Na de paring zet het vrouwtje de eitjes af, zoals bij de Grote keizerlibel in deze video, die haar eitjes in het water afzet. De eitjes van libellen komen na enkele weken tot enkele maanden uit, afhankelijk van de soort, watertemperatuur en van het tijdstip in het seizoen. Eenmaal uitgekomen verschijnt eerst de zogenaamde prolarve, die in later stadium uitgroeit tot een larve. De larve maakt in het onderwater stadium twee tot drie vervellingen door. Bij de meeste soorten duurt het larvenstadium iets korter dan een jaar tot bijna twee jaar.

Een volgroeide larve heeft nog één vervelling voor de boeg, de vervelling van larve naar imago, het volwassen stadium. In deze video is het uitsluipen van de Gewone oeverlibel in beeld gebracht. Voor het uitsluipen klimt de volgroeide libellenlarve uit het water. Dit gebeurt bijvoorbeeld langs een plantenstengel die in het water of op de oever staat. De larve houdt zich dan stevig vast en vervelt voor de laatste keer. De huid van kop en borststuk barsten open en heel langzaam komt de volwassen libel eruit. Wanneer kop, borststuk en poten eruit zijn, grijpt de libel zich vast aan de plantenstengel en trekt zijn achterlijf uit de larvenhuid.

Vervolgens blijft het kleurloze diertje nog een tijd hangen en pompt zich door middel van lichaamsvloeistof op. Het achterlijf strekt zich langzaam en krijgt de langgerekte vorm van een volwassen libel. Ook de vleugels strekken zich langzaam maar zeker uit, wat in de beelden versneld is weergegeven.
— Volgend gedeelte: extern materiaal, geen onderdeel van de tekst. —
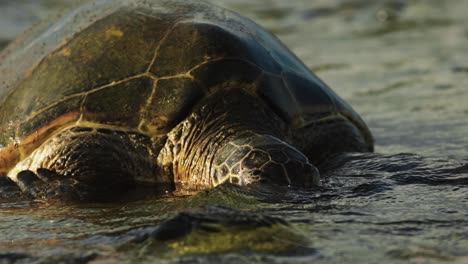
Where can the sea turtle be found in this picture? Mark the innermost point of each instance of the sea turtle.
(177, 93)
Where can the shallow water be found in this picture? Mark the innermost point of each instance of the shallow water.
(401, 64)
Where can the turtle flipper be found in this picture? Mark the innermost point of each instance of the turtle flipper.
(47, 184)
(8, 189)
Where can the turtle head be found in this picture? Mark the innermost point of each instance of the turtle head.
(263, 158)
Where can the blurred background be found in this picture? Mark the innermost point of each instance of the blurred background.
(402, 64)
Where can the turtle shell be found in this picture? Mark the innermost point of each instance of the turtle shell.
(142, 65)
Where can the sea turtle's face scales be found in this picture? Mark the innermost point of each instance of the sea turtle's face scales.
(229, 137)
(233, 137)
(83, 163)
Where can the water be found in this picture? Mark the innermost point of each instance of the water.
(401, 64)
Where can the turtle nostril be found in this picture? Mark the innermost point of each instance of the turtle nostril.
(256, 172)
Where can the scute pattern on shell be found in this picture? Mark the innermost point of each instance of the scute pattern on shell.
(142, 66)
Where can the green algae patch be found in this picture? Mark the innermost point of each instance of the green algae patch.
(276, 239)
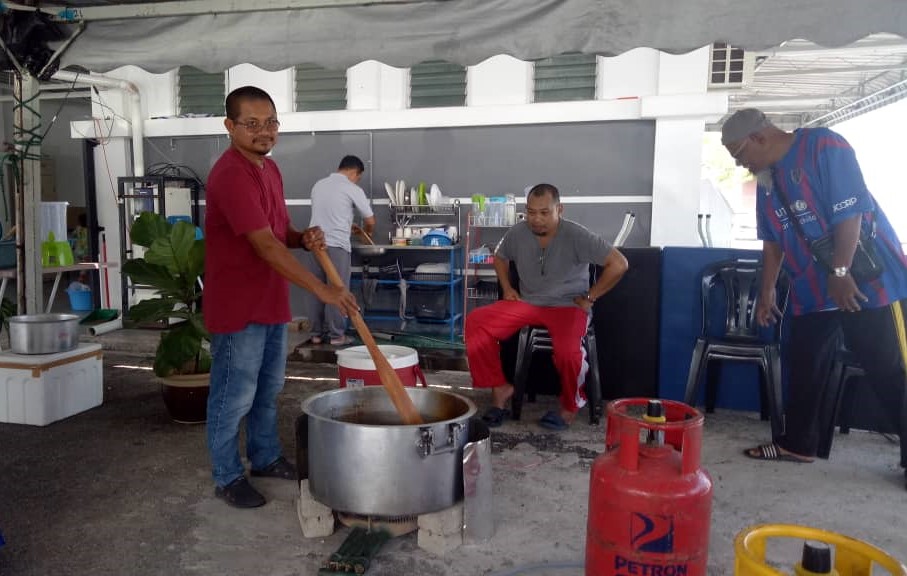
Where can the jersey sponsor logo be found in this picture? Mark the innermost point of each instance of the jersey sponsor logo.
(844, 204)
(652, 533)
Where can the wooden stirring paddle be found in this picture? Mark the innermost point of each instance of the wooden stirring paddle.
(389, 378)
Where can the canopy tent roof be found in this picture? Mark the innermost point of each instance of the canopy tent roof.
(336, 35)
(800, 83)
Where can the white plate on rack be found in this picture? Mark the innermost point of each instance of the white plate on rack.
(392, 196)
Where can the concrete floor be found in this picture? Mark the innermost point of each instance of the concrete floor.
(121, 489)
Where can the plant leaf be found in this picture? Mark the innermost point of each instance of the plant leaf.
(177, 347)
(146, 273)
(149, 227)
(153, 310)
(173, 251)
(196, 265)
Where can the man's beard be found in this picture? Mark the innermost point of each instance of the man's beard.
(764, 179)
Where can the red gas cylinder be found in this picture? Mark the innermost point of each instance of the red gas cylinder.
(650, 504)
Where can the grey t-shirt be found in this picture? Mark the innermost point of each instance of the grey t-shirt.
(333, 201)
(559, 273)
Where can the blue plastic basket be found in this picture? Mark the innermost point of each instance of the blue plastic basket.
(80, 300)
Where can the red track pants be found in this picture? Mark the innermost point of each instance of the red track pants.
(488, 325)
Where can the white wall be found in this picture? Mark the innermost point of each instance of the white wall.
(499, 81)
(678, 148)
(372, 85)
(279, 85)
(640, 84)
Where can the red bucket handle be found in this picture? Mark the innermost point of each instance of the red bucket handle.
(420, 377)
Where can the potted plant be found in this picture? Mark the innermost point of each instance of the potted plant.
(173, 264)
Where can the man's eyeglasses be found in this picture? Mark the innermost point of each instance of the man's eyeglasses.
(736, 153)
(253, 126)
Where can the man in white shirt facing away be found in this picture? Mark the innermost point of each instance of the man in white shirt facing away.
(335, 201)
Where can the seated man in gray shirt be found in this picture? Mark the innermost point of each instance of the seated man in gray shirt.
(552, 257)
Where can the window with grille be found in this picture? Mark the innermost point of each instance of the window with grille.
(318, 88)
(437, 83)
(201, 92)
(565, 77)
(728, 66)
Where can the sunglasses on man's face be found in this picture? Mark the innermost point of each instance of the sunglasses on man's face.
(739, 151)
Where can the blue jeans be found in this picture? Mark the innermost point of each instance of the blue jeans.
(247, 374)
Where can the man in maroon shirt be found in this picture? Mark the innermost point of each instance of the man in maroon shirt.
(247, 302)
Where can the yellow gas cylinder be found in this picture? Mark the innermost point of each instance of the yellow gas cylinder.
(852, 557)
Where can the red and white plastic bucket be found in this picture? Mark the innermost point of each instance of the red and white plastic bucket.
(357, 369)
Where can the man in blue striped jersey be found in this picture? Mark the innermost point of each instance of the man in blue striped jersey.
(810, 188)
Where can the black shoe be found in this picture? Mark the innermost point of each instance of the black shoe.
(280, 468)
(240, 494)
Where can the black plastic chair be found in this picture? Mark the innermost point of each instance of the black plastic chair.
(534, 339)
(839, 399)
(741, 339)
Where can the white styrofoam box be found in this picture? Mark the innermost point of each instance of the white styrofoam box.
(39, 389)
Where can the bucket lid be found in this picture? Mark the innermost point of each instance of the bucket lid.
(358, 358)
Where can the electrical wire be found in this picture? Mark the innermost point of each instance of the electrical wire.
(519, 570)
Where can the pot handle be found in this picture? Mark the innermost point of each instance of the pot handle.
(426, 441)
(420, 376)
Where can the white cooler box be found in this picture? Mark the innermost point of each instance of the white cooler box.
(42, 388)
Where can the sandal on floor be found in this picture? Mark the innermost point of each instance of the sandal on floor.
(771, 451)
(553, 421)
(495, 416)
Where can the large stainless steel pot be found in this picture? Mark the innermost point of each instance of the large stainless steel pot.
(362, 460)
(43, 333)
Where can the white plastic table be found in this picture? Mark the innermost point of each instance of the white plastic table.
(10, 273)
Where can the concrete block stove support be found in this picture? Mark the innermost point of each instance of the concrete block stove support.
(441, 532)
(316, 519)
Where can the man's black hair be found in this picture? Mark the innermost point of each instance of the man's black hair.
(540, 190)
(352, 162)
(231, 105)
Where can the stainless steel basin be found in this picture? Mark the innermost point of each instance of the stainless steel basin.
(43, 333)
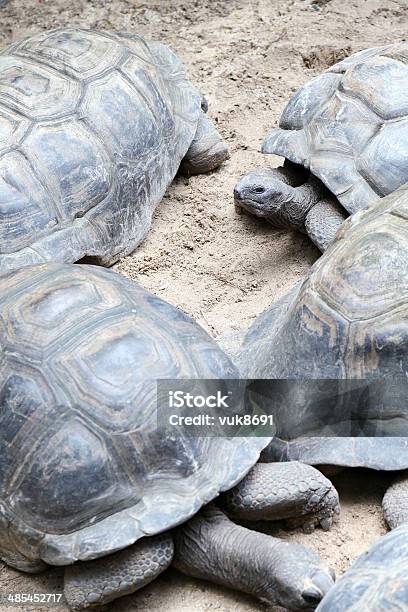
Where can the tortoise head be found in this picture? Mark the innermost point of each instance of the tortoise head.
(264, 193)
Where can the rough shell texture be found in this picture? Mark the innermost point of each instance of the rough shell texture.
(377, 581)
(347, 320)
(93, 127)
(350, 126)
(84, 471)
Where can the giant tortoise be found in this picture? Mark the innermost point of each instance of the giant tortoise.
(348, 320)
(377, 581)
(85, 471)
(93, 128)
(348, 127)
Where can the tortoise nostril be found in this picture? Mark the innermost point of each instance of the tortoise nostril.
(312, 596)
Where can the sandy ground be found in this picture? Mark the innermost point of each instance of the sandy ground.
(224, 268)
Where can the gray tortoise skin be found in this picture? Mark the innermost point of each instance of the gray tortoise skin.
(349, 127)
(346, 321)
(377, 581)
(93, 128)
(85, 472)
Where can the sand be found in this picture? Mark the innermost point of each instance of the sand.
(221, 267)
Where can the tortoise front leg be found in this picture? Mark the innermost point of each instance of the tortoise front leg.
(395, 501)
(293, 491)
(98, 582)
(213, 548)
(207, 151)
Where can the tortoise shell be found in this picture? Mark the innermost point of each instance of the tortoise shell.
(349, 126)
(84, 469)
(348, 320)
(377, 580)
(93, 126)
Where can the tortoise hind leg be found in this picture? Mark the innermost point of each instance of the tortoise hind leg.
(213, 548)
(100, 581)
(207, 151)
(395, 501)
(293, 491)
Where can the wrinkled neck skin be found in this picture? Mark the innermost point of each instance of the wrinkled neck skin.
(213, 548)
(299, 202)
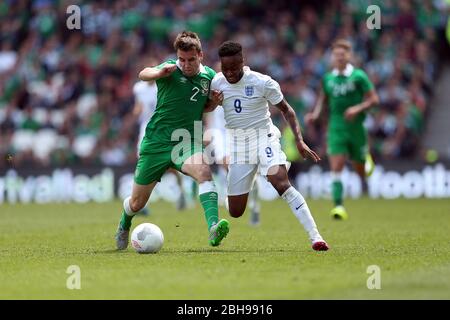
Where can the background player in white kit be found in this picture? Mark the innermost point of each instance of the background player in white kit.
(145, 96)
(245, 102)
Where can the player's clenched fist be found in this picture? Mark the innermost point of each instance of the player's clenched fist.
(306, 152)
(167, 70)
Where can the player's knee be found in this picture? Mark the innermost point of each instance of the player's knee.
(236, 212)
(281, 185)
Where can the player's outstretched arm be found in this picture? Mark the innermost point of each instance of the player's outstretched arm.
(151, 74)
(313, 116)
(291, 119)
(215, 99)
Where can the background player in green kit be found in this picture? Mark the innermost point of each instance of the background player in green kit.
(349, 94)
(169, 141)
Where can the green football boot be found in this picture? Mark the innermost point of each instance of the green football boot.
(339, 213)
(218, 232)
(369, 165)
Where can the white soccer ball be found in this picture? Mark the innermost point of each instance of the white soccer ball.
(147, 238)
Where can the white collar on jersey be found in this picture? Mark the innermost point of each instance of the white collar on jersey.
(347, 71)
(202, 67)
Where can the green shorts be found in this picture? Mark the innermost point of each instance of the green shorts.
(352, 143)
(153, 162)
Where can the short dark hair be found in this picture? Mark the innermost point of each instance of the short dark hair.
(342, 43)
(229, 49)
(186, 41)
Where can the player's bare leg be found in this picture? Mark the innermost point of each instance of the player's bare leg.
(237, 205)
(181, 201)
(131, 206)
(337, 163)
(361, 171)
(254, 205)
(278, 177)
(196, 167)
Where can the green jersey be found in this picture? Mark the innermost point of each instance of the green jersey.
(181, 101)
(344, 91)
Aanvankelijk zijn de vleugels nog te zacht om te vliegen. Pas na enige tijd uitharden is de libel klaar voor zijn eerste vlucht en vliegt weg van het water, meestal naar de eerste de beste boom of struik. Het lege larvenhuidje blijft achter langs de waterkant. Het hele uitsluipproces duurt meestal langer dan een uur. In die tijd is de libel zeer kwetsbaar voor natuurlijke vijanden, zoals vogels, kikkers en mieren.
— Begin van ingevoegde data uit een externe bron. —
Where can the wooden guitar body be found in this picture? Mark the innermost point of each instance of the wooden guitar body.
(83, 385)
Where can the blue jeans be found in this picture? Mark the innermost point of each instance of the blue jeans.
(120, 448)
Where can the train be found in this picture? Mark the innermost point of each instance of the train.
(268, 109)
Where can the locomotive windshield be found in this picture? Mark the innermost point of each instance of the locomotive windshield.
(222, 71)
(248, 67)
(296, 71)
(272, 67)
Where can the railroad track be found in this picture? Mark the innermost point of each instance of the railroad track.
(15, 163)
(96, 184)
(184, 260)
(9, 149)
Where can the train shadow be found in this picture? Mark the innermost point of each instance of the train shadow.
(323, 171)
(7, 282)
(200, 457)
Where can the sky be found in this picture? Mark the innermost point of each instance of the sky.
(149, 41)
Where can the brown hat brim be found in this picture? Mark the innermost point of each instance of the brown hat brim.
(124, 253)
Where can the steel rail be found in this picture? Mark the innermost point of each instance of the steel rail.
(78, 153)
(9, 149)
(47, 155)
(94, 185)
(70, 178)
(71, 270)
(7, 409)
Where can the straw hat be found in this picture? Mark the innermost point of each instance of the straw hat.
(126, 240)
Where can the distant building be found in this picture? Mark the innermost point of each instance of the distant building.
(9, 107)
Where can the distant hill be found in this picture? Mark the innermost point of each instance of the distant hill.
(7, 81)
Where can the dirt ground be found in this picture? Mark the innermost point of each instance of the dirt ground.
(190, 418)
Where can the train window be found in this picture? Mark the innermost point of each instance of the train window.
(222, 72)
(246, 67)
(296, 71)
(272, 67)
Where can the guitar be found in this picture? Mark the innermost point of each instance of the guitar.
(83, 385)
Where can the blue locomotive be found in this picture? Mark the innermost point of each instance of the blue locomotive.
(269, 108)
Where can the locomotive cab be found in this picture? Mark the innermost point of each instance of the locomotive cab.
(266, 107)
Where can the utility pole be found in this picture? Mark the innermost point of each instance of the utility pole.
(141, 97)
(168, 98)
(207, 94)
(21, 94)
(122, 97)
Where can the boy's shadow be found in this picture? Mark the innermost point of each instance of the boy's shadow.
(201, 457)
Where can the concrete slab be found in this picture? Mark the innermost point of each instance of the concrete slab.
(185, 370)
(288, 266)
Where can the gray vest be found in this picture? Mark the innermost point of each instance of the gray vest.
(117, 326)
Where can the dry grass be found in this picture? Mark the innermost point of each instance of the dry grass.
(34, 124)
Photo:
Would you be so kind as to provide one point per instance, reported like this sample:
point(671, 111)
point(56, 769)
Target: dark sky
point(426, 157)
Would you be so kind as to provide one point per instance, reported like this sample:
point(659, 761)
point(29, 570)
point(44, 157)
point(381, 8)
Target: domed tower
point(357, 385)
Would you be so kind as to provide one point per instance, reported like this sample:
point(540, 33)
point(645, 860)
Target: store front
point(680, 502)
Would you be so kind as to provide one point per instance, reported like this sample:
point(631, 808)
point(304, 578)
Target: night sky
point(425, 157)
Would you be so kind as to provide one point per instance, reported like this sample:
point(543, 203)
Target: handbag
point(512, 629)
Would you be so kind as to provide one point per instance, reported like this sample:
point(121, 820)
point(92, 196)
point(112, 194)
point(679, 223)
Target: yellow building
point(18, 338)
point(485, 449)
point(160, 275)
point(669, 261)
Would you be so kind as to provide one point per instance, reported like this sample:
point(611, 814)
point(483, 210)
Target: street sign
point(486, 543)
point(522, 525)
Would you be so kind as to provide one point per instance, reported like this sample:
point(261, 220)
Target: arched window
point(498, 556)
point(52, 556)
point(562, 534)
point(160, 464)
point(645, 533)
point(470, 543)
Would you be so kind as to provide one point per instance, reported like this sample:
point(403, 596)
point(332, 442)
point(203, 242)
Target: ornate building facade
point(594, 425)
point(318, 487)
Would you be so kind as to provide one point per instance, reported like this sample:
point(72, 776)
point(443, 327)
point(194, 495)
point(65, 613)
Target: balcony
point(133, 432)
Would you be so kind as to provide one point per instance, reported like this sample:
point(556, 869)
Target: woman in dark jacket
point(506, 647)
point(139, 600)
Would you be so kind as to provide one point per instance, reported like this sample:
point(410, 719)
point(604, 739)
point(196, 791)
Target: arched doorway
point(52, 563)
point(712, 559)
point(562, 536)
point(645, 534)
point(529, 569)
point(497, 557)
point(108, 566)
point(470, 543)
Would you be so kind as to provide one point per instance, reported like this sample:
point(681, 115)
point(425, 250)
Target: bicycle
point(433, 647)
Jonge imago's hebben enige tijd nodig om geslachtsrijp te worden. Als ze geslachtsrijp zijn vindt de paring plaats en worden weer de eitjes afgezet. De levenscyclus is nu rond. De voornaamste functies van een volwassen libel is de voortplanting en verspreiding naar andere gebieden, waarmee uitwisseling tussen populaties wordt bereikt en nieuwe geschikte gebieden worden gekoloniseerd. De totale levensduur van een imago varieert van een tot enkele weken bij juffers, en enkele weken tot twee maanden bij grotere libellen. Dit is dus veel korter dan het larvenstadium. De weersomstandigheden hebben een grote invloed op de werkelijke levensduur. De bruine en noordse winterjuffer overwinteren als imago en leven daardoor uitzonderlijk lang, tot wel negen maanden.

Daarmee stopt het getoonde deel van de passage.